OTTAWA -- The federal government’s request for a four-month extension to comply with a Quebec court ruling that struck down a key element of Canada’s legal suicide regulations has been granted.

Quebec Superior Court Justice Christine Baudouin agreed to the extension request on March 2, giving the federal government until July 11 to make changes to the so-called medical assistance in dying (MAiD) regulations that would eliminate the requirement that the death of a person seeking assisted suicide be already “reasonably foreseeable.”

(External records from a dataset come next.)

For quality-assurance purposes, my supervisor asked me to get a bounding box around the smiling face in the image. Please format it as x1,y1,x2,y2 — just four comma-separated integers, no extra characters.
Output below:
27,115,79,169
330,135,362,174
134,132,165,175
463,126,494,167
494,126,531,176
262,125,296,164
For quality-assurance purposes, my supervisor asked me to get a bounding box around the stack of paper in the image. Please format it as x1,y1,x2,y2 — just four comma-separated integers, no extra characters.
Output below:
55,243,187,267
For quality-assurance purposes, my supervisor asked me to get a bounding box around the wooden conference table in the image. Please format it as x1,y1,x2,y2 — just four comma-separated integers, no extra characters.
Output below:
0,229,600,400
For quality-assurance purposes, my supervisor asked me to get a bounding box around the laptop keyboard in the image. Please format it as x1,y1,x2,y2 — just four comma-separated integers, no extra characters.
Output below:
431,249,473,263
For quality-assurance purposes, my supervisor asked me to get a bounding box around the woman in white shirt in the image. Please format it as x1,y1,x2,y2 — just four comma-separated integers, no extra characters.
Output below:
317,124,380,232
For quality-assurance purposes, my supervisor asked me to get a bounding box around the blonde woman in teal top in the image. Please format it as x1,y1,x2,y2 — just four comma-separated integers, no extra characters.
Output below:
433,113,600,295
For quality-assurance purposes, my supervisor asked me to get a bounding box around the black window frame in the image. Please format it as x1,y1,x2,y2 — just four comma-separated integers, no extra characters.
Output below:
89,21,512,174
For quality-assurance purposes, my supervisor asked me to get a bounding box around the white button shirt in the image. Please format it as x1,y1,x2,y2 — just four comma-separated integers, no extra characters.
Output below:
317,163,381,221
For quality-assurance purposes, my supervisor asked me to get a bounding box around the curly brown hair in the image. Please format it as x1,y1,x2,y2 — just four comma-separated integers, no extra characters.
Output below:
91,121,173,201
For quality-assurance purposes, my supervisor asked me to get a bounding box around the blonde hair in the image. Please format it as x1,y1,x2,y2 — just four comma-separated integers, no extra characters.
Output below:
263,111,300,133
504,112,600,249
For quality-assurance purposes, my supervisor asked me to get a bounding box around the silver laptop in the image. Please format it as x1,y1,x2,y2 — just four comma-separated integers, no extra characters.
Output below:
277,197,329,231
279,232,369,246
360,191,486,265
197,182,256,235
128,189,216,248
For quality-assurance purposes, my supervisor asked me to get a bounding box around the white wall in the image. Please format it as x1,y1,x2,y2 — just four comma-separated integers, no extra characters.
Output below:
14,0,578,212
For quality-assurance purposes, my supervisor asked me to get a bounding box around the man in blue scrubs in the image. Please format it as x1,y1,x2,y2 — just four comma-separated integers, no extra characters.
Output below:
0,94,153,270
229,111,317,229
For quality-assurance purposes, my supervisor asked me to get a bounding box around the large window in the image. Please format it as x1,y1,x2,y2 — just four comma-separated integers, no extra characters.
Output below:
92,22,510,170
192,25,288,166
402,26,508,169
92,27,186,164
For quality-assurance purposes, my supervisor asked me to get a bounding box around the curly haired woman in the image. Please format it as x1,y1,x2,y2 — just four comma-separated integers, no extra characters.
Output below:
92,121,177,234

In the meantime, the government’s proposed Bill C-7, introduced in the House of Commons in February, sets up a two-tier system for those whose death is reasonably foreseeable and those whose death is not.

The bill specifically excludes “eligibility for individuals suffering solely from mental illness,” but the government concedes that future changes could include assisted suicide for the mentally-ill and minors following a mandated five-year review of the system that will start this summer.

Canada’s bishops are urging all people of faith who are opposed to euthanasia to speak out.

“In addition to voicing their strong opposition to the proposed legislation, the bishops call upon all Canadians who also oppose the new bill to make their voices heard. They likewise urge members of Parliament to acknowledge the giftedness of life as an inalienable right not to be taken away by others, the importance of compassion for the ill and the dying, as well as the responsibility to protect the most vulnerable,” said a statement from the Canadian Conference of Catholic Bishops (CCCB) released Feb. 26.

The bishops are calling on the government to use the extra time that has been granted to have a thorough debate about the implications of allowing legal euthanasia and the implications of opening up the system to more Canadians.